Síndrome de Blue Rubber Bleb Nevus: Um Diagnóstico Tardio
Neoplasias gastrointestinais · Neoplasias da pele · Nevo azul
An 80-year-old woman was referred to our department following a positive fecal occult blood test. From her medical record, we noted a long-standing rheumatoid arthritis. She was chronically treated with methotrexate, prednisolone, and pantoprazole. No relevant family history was recorded.

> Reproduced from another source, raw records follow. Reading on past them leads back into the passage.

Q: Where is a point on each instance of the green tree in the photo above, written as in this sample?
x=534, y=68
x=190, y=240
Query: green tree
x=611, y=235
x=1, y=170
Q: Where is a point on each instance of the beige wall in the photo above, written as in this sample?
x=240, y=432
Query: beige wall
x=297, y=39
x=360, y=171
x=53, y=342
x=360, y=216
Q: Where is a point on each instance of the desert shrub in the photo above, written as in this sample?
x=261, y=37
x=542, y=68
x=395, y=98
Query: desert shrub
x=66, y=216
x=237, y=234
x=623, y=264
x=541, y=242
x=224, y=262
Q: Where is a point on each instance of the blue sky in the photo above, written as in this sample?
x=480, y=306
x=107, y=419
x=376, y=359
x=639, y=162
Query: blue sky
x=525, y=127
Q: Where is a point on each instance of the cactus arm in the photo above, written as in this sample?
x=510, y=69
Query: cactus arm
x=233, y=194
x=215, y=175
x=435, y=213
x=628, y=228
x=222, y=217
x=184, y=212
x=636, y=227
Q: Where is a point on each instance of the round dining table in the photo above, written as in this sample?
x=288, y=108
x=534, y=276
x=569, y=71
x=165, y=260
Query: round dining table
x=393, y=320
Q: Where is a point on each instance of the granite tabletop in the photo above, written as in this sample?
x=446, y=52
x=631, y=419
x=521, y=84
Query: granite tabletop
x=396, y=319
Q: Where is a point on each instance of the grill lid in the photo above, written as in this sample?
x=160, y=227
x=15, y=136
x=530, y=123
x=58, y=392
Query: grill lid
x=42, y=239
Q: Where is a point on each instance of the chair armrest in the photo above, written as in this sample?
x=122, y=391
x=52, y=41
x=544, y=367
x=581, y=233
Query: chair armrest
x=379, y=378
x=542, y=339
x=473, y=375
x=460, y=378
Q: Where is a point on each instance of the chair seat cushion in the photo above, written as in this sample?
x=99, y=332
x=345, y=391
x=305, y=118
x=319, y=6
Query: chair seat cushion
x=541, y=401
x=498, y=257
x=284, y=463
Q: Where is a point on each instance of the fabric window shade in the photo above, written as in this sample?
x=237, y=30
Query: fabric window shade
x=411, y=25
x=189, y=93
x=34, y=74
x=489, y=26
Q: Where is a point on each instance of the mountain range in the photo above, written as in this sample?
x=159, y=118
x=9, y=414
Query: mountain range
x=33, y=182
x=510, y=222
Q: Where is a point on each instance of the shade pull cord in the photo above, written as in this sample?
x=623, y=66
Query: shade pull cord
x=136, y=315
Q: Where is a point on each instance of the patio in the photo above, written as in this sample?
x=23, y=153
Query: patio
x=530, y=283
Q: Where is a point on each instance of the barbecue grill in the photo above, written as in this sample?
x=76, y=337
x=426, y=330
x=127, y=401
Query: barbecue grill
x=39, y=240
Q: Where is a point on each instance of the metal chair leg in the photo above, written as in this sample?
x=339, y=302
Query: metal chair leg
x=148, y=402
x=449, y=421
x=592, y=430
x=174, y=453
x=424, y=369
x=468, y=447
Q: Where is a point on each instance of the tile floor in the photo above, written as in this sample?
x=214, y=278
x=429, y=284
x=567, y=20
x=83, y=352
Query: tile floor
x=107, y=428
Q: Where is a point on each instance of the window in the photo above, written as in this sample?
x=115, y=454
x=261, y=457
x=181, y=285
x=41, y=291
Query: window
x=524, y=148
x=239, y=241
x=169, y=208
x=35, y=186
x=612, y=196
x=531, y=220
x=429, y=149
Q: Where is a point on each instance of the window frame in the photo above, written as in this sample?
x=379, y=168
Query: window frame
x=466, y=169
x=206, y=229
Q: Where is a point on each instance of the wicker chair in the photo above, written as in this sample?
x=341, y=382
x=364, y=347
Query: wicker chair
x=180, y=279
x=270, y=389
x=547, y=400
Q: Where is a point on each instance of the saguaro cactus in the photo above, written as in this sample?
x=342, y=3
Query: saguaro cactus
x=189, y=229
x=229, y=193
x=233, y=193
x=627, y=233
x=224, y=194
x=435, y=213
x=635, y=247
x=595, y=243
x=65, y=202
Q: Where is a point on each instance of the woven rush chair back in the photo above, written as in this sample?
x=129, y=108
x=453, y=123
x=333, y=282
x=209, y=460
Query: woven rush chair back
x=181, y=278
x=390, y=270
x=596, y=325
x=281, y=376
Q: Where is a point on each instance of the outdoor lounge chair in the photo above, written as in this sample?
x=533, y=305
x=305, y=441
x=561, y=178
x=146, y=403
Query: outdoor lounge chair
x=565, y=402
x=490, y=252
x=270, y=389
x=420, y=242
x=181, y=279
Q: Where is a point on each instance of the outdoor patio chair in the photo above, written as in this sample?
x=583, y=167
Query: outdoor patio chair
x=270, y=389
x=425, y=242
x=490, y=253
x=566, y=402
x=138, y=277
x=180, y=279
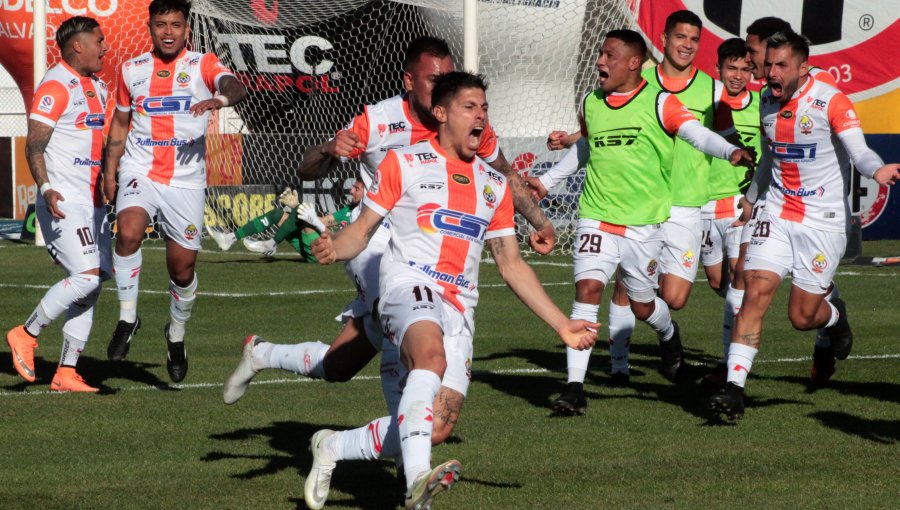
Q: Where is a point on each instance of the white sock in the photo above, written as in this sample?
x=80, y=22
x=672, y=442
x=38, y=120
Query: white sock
x=58, y=299
x=376, y=440
x=835, y=315
x=621, y=326
x=661, y=321
x=303, y=358
x=822, y=338
x=577, y=361
x=740, y=361
x=77, y=329
x=733, y=300
x=127, y=271
x=417, y=422
x=181, y=302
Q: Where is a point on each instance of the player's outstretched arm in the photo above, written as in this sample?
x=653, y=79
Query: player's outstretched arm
x=544, y=238
x=350, y=241
x=35, y=144
x=115, y=148
x=320, y=160
x=526, y=286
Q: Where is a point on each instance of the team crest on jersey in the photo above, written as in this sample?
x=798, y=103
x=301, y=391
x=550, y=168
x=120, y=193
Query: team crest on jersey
x=819, y=263
x=183, y=79
x=806, y=125
x=460, y=179
x=190, y=232
x=490, y=198
x=87, y=120
x=46, y=104
x=433, y=219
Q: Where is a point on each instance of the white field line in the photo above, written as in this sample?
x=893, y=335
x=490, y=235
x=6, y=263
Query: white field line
x=303, y=380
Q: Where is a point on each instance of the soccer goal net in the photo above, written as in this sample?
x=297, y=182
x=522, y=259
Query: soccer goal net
x=310, y=67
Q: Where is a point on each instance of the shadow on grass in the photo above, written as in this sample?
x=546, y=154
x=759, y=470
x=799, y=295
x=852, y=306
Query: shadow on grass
x=540, y=389
x=879, y=431
x=883, y=391
x=370, y=485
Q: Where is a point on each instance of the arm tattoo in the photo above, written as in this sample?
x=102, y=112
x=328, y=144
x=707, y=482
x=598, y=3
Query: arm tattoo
x=38, y=137
x=522, y=201
x=230, y=87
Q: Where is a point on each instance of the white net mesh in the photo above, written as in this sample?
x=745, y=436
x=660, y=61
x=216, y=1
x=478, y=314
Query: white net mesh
x=310, y=67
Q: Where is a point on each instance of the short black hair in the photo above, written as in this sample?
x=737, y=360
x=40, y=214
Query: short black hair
x=632, y=39
x=732, y=49
x=72, y=27
x=166, y=6
x=683, y=16
x=797, y=43
x=449, y=84
x=425, y=45
x=763, y=28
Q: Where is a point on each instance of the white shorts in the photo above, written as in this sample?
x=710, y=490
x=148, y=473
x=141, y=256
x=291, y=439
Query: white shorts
x=719, y=239
x=810, y=255
x=179, y=211
x=79, y=242
x=597, y=253
x=399, y=310
x=681, y=243
x=750, y=226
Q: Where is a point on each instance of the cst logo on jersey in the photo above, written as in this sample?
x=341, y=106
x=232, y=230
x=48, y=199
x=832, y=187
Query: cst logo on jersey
x=794, y=152
x=87, y=120
x=432, y=219
x=162, y=105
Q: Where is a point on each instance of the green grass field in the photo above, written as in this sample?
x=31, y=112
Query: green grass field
x=146, y=444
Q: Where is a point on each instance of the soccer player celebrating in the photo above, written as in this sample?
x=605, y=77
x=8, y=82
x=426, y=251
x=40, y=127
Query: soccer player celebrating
x=443, y=204
x=166, y=96
x=801, y=231
x=295, y=223
x=396, y=122
x=63, y=148
x=721, y=230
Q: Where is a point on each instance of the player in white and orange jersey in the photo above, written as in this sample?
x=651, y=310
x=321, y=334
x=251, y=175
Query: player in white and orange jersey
x=394, y=123
x=443, y=204
x=802, y=229
x=64, y=151
x=166, y=96
x=758, y=32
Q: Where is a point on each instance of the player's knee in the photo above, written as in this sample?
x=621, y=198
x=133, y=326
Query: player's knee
x=441, y=432
x=84, y=284
x=801, y=320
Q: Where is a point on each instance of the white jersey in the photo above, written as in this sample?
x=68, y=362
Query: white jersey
x=441, y=211
x=73, y=105
x=807, y=183
x=388, y=125
x=166, y=142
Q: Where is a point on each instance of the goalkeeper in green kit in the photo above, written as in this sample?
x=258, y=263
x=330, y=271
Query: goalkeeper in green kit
x=296, y=223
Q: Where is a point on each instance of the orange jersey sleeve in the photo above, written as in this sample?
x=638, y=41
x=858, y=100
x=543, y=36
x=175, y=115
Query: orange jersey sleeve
x=841, y=114
x=123, y=94
x=673, y=113
x=49, y=103
x=387, y=186
x=360, y=126
x=211, y=69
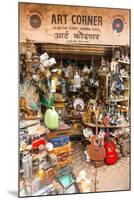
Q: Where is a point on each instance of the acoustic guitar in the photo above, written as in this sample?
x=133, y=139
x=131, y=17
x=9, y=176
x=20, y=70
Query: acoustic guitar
x=96, y=150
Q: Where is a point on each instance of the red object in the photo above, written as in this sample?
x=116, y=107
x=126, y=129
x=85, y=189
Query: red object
x=111, y=154
x=96, y=150
x=36, y=143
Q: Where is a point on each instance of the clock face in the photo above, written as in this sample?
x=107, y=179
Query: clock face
x=35, y=21
x=118, y=25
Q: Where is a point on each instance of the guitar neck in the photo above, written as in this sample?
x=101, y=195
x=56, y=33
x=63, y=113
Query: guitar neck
x=96, y=127
x=108, y=134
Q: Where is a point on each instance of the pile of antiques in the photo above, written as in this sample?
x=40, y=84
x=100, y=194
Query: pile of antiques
x=57, y=100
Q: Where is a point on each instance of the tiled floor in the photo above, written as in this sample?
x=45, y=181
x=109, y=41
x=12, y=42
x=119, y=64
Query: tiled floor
x=108, y=178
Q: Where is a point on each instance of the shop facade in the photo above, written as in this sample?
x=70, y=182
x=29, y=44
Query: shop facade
x=74, y=97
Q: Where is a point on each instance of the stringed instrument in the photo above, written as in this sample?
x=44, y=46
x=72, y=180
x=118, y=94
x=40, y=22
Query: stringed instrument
x=96, y=150
x=111, y=154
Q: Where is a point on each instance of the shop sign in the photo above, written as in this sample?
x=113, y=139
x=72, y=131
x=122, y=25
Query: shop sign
x=74, y=25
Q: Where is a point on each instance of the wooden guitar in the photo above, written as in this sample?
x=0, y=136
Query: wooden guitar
x=96, y=150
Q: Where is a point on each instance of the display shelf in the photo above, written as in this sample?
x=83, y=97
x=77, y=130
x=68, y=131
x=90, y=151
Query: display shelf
x=123, y=62
x=92, y=125
x=102, y=73
x=118, y=100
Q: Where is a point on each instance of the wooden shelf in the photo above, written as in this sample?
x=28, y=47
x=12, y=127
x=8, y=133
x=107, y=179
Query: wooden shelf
x=123, y=62
x=103, y=126
x=102, y=73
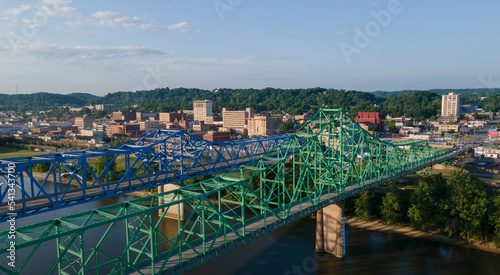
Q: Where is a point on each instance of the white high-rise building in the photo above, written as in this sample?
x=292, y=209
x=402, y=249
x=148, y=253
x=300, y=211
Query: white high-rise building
x=202, y=109
x=450, y=105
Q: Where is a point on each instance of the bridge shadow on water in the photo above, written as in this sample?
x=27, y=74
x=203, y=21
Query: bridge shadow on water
x=291, y=250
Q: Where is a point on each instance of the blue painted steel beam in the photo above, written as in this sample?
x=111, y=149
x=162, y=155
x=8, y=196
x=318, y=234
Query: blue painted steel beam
x=159, y=158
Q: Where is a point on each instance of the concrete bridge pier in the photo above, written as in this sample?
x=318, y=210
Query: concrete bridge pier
x=330, y=230
x=175, y=212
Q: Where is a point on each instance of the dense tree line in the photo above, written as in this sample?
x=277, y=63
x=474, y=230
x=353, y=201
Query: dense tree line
x=461, y=206
x=416, y=104
x=43, y=101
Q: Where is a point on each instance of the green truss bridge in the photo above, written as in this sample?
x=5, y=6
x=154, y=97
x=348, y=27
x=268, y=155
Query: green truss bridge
x=329, y=159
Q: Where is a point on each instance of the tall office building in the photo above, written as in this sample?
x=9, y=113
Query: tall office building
x=236, y=120
x=84, y=122
x=450, y=105
x=202, y=109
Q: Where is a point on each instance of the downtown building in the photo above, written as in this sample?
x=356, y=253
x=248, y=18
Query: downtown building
x=450, y=105
x=202, y=110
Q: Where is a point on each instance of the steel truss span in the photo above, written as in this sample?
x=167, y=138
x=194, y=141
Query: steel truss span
x=161, y=157
x=329, y=159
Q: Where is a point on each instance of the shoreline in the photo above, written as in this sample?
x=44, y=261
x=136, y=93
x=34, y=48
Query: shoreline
x=410, y=232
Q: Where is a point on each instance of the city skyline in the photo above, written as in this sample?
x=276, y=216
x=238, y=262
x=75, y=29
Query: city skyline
x=97, y=47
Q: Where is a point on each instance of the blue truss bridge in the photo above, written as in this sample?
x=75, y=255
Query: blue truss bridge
x=162, y=157
x=269, y=183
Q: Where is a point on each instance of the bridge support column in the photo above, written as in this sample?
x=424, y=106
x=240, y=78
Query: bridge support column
x=330, y=230
x=179, y=211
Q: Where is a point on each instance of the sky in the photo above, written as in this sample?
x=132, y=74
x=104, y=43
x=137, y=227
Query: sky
x=100, y=47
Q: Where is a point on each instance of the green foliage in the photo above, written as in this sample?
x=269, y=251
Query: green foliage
x=495, y=219
x=467, y=207
x=42, y=101
x=285, y=127
x=365, y=206
x=391, y=208
x=425, y=201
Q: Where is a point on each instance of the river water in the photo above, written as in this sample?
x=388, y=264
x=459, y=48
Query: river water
x=290, y=250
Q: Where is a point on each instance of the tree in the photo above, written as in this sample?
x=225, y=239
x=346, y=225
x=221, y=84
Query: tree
x=466, y=206
x=426, y=199
x=365, y=207
x=391, y=208
x=495, y=220
x=100, y=165
x=286, y=126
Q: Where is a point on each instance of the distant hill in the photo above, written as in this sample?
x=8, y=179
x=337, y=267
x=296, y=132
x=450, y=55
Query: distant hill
x=478, y=91
x=42, y=101
x=418, y=104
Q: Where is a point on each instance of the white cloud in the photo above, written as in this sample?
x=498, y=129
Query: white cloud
x=182, y=27
x=47, y=51
x=109, y=19
x=17, y=11
x=343, y=32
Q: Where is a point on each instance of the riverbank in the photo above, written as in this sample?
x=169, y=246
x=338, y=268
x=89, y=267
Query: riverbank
x=410, y=232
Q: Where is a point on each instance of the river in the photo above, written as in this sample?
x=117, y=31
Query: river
x=290, y=250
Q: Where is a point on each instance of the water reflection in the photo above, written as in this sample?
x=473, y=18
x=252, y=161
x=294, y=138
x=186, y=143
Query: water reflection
x=290, y=250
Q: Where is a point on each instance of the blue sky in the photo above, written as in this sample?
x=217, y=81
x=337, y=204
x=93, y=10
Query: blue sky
x=99, y=47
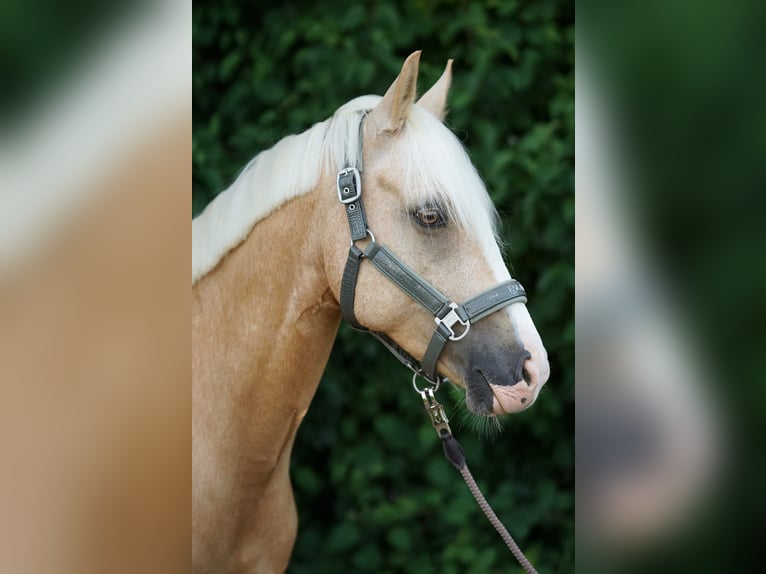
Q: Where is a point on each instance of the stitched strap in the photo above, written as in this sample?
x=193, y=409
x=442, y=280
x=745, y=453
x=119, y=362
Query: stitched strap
x=475, y=309
x=407, y=279
x=348, y=287
x=433, y=352
x=350, y=194
x=489, y=301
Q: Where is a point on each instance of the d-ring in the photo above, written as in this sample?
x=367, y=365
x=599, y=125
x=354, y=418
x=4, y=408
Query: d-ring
x=435, y=386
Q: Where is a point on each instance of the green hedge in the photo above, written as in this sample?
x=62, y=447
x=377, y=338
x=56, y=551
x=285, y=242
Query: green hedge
x=374, y=493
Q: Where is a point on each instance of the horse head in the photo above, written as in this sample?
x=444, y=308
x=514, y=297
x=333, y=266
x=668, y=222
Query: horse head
x=424, y=200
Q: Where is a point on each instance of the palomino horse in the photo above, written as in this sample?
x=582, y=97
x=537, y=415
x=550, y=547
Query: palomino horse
x=268, y=259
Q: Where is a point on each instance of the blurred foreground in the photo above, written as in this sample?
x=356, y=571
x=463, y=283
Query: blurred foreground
x=94, y=299
x=670, y=133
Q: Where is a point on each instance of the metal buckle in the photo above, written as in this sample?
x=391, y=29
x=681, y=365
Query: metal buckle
x=347, y=193
x=450, y=320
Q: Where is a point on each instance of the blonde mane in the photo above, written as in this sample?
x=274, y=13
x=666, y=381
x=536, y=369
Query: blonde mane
x=437, y=168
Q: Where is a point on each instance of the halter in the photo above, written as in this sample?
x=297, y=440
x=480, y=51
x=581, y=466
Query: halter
x=453, y=323
x=453, y=320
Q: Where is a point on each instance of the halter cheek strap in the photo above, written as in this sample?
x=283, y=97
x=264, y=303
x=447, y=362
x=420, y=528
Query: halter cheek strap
x=453, y=320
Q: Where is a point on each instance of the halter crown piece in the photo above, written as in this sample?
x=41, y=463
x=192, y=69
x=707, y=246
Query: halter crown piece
x=453, y=320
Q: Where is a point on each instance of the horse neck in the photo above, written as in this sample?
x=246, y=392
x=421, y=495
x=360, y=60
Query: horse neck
x=263, y=326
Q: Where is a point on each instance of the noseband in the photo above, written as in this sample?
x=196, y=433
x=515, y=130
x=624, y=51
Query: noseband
x=453, y=320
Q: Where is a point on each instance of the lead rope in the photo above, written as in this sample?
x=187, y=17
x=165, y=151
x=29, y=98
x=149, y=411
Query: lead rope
x=455, y=454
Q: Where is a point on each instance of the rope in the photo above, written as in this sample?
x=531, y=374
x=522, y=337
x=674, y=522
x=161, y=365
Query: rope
x=495, y=521
x=454, y=453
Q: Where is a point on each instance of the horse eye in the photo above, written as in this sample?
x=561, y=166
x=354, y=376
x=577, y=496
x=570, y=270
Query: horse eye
x=430, y=217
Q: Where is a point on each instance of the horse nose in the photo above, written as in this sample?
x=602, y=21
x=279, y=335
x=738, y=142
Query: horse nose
x=518, y=365
x=534, y=373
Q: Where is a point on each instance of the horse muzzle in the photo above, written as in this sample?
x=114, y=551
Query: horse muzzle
x=504, y=383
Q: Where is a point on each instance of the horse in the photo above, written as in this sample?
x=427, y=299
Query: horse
x=272, y=257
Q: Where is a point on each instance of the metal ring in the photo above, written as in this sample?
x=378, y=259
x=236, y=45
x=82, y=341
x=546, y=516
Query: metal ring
x=418, y=389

Physical examination revealed multiple nonpulsatile nodular purplish lesions on her lips and tongue surface, easily compressible and promptly refilled afterwards (Fig. 1). The lesions were present since childhood and although they grew in size, they only troubled the patient in rare episodes of self-limiting bleeding secondary to trauma. Laboratory tests were normal. She underwent a colonoscopy and an upper endoscopy and we noticed multiple purplish lesions of similar characteristics in the rectum (Fig. 2), hypopharynx, and esophagus (Fig. 3), without stigmata of recent hemorrhage, but not in the colon, stomach, or duodenum. The characteristics of these lesions were consistent with hemangiomas. Small-bowel video capsule endoscopy also revealed multiple hemangiomas in the jejunum and distal ileum.
We assumed the diagnosis of a multifocal venous vascular malformation, with cutaneous and gastrointestinal involvement. A computed tomography of the brain, chest, abdomen, and pelvis was performed, showing no other vascular malformations or bone deformities with the exception of those in the cervical spine consistent with rheumatoid arthritis.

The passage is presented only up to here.